Ethnic Communities Minister Jenny Salesa

Ethnic Communities Minister Jenny Salesa cited Statistics New Zealand to say that family violence is on the rise and that many people live in traumatic conditions.

“Most people experience a cultural shock as they migrate to New Zealand and fight to find a balance between their traditions and the new environment. We have to deal with family violence effectively. The Indian population is the second fastest growing in New Zealand and we must have a good policy in place and we want to make sure that your voices are heard,” she said.

Ms Salesa said that children are among the most vulnerable victims of violence.

“As New Zealanders, we must also address other social evils such as discrimination, racism and bullying in our schools,” she said.

Empowering women to act

Member of Parliament Dr Parmjeet Parmar

Member of Parliament Dr Parmjeet Parmar said that the Forum should provide a platform for exchange of views and information and truly empower women to act.

“All of us (women) have the power and the knowledge to come out of the four walls of our homes and make a difference. Instead, we are ticking boxes,” she said.

Forum Chairperson Dr Primla Khar emphasised the importance of ‘Self Care’ and ‘Facilitating the holistic growth of youth’ in her address.

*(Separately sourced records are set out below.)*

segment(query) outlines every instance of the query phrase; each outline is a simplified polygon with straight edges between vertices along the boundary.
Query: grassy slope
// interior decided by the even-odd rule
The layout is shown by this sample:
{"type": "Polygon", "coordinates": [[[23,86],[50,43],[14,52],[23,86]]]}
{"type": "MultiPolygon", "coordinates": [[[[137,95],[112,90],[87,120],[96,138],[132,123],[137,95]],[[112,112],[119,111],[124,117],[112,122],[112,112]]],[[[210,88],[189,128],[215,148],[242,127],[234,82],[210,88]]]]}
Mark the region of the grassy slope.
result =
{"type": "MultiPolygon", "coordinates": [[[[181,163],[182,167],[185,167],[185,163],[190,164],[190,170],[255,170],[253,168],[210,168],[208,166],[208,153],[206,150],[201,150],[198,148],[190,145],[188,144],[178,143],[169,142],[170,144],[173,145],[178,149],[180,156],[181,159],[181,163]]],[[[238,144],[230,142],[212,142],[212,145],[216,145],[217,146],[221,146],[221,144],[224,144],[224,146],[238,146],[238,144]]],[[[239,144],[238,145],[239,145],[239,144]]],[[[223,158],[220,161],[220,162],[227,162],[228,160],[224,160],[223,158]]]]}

Jenny Salesa, Dr Primla Khar and Dr Parmjeet Parmar with performers and officials

“When ‘self’ is in harmony with the surrounding and the environment, the next step of fostering the growth of people around occurs. This care can be emotional, financial and health. We can facilitate youth by identifying their passion and problems and solving the latter through constructive demonstration,” she said.

Dr Khar said that it is important to make our young people realise that they are the flagbearers of our heritage, culture and traditions.

Widening gulf

Former Forum President Ranjna Patel

Earlier, opening the Conference, Former Forum President Ranjna Patel spoke of the continuing gap between men and women in the corporate world.

“Women account for only 37% on Boards of companies and less 35% in executive positions. But only 18% of top jobs including in governance role is held by Non-European New Zealanders. The next logical step in the move towards equity should involve ethnic women and their increased participation,” she said.

Stating that women should achieve their potential, Ms Patel quoted American Writer and Philosopher Ralph Waldo Emerson, who said, “What lies behind us and what lies before us are tiny matters compared to what lies within us.”

Liberation from Abuse: Freedom Dance by Charu Chutani

Panel Discussion

Dr Pushpa Wood, Westpac Massey Fin-Ed Centre Director facilitated a Panel Discussion covering topics such as Self-Respect (‘Atma Shakthi’ as she called), Self-Confidence, Mental Illness, Mindset to overcome problems, Freedom of choosing what and how to wear as a Personal Statement and Relationships and Parenthood.

Among the speakers were Minal Rai (Teacher at AUT), Ashima Singh (Partner, Legal Associates Barristers & Solicitors), Harpreet Kaur (University of Auckland Law & Commerce student), Malti Kumar Sharma (Legal Executive at PatelNand Legal) and Danish Lang Siu (Barrister & Solicitor at Counties Manukau District Health Board).

This Reporter wrapped up the discussion.

Among the other speakers were NZICA Vice-President Prakash Biradar and Forum Secretary Champa Patel.